Predicted 30-year absolute excess risk of radiation-related heart disease or stroke for PET-negative patients who received radiotherapy and for whom dosimetry was completed (n = 144). Mortality is indicated by orange lines and incidence by black lines. (A) Individual absolute excess risks. Dotted line corresponds to the median excess risk (ie, average of patients ranked 72 and 73 of 144), which was 0.26% for mortality and 3.61% for incidence. (B) Population average absolute excess risks. Dotted line corresponds to population average for irradiated patients if 50% of PET-negative patients with the lowest predicted risks were irradiated. This group of irradiated patients has 0.11% average excess risk for mortality and 1.79% for incidence.
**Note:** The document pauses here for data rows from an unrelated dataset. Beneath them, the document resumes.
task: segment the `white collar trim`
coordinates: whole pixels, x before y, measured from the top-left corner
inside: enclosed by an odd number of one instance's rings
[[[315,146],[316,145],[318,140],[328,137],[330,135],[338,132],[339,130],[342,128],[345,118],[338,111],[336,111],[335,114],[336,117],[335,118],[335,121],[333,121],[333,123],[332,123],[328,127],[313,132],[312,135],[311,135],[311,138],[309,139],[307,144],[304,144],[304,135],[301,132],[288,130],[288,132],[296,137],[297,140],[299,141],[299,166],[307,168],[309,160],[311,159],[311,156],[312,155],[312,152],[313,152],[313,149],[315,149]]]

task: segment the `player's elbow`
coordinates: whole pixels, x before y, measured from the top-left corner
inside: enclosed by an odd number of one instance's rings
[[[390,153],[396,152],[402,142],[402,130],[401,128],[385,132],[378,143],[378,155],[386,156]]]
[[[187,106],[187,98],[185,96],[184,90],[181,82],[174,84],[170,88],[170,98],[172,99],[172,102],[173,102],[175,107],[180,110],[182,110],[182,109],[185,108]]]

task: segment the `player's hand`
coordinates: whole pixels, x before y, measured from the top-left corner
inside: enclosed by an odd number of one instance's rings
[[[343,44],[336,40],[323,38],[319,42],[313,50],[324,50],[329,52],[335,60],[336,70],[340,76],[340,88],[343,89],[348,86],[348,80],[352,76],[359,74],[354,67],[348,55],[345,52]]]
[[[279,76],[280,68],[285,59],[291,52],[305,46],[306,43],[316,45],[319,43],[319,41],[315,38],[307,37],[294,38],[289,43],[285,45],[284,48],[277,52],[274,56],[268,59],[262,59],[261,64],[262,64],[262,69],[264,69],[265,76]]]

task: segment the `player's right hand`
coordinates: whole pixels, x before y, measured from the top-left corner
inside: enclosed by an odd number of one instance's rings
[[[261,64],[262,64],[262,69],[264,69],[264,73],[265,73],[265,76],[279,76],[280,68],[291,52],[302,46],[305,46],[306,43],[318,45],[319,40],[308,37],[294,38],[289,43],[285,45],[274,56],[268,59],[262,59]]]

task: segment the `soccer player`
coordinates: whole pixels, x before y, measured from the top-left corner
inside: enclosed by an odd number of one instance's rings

PET, positron emission tomography.

FIG 4.

Predicted cardiovascular disease incidence for PET-negative patients receiving radiotherapy and for whom radiation dosimetry was completed (n = 144). (A) Predicted cumulative risks of incident heart disease or stroke for the general population, for patients receiving ABVD chemotherapy alone, and for patients receiving ABVD plus IFRT. Cumulative risks allow for the competing risk of noncardiovascular causes of death. (B) Predicted absolute excess risk of incident heart disease or stroke for patients receiving ABVD plus IFRT compared with patients receiving ABVD alone, by disease category. (C) Predicted absolute excess risk of incident heart disease for patients receiving ABVD plus IFRT compared with patients receiving ABVD alone, by categories of mean whole heart dose in Gy. To achieve comparability across categories, predictions for each category assume all 144 patients received the average radiation dose in that category. (D) Predicted absolute excess risk of incident stroke for patients receiving ABVD plus IFRT compared with patients receiving ABVD alone, by categories of mean bilateral common carotid artery dose in Gy. To achieve comparability across categories, predictions for each category assume all 144 patients received the average radiation dose in that category. ABVD, doxorubicin, bleomycin, vinblastine, and dacarbazine; IFRT, involved field radiotherapy; PET, positron emission tomography.